Error in test for Card Games exercise, 6. More averaging techniques (Clojure)

Hi y’all,

After coding up answers to the Card Games Clojure exercise and testing and submitting, and then checking community solutions for ideas, I saw I actually had an error in my implementation, but the current tests aren’t noticing that.

If you go to StephanieKemna's solution for Card Games in Clojure on Exercism (if you can? if not, let me know and I can copy-paste implementations - but I was trying to avoid that in case people search for answers)
and compare iteration 1’s average-even-odd? to iteration 2’s average-even-odd? then the first iteration was in fact not correct.

I have been thinking if it is possible to make a test case where it will actually fail for iteration 1 but not iteration 2, with the current test condition, but I think that is not possible:
If the average over even and odd is the same, then the average over all is the same as well.
If the average over even and odd is not the same, then the average over all is also not the same.
So then you’d have to check the values that people are calculating, but that would change the subexercise. So I don’t have a good solution yet, heh :sweat_smile:, but wanted to flag this in any case.
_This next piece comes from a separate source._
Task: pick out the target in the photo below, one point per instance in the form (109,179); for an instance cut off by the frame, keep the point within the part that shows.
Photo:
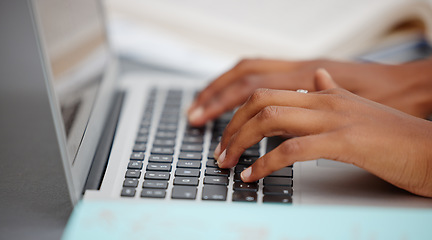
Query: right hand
(394,86)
Thanks in any case for the Exercism platform and exercises and all :smiling_face:

What makes that first iteration incorrect? It sounds like you simply found there are multiple ways to check the same thing!

The first iteration is incorrect indeed. I’m not surprised though, the lists used in the tests are a bit too “predictable” and it’s easy to pass them with an incorrect solution. Even though this won’t happen very often, i still think it’s worth adding few checks, and it’s trivial to do so.

The only problem is that the repo has no active maintainers. My last PR is still closed, i guess nobody hasn’t even bothered looking, so… :slight_smile:

Thanks @IsaacG but that is not the case this time :)
The goal is to check for even versus odd, but in the first iteration I calculated the average over all items instead of over only the odd-indexed items, for avg_odd.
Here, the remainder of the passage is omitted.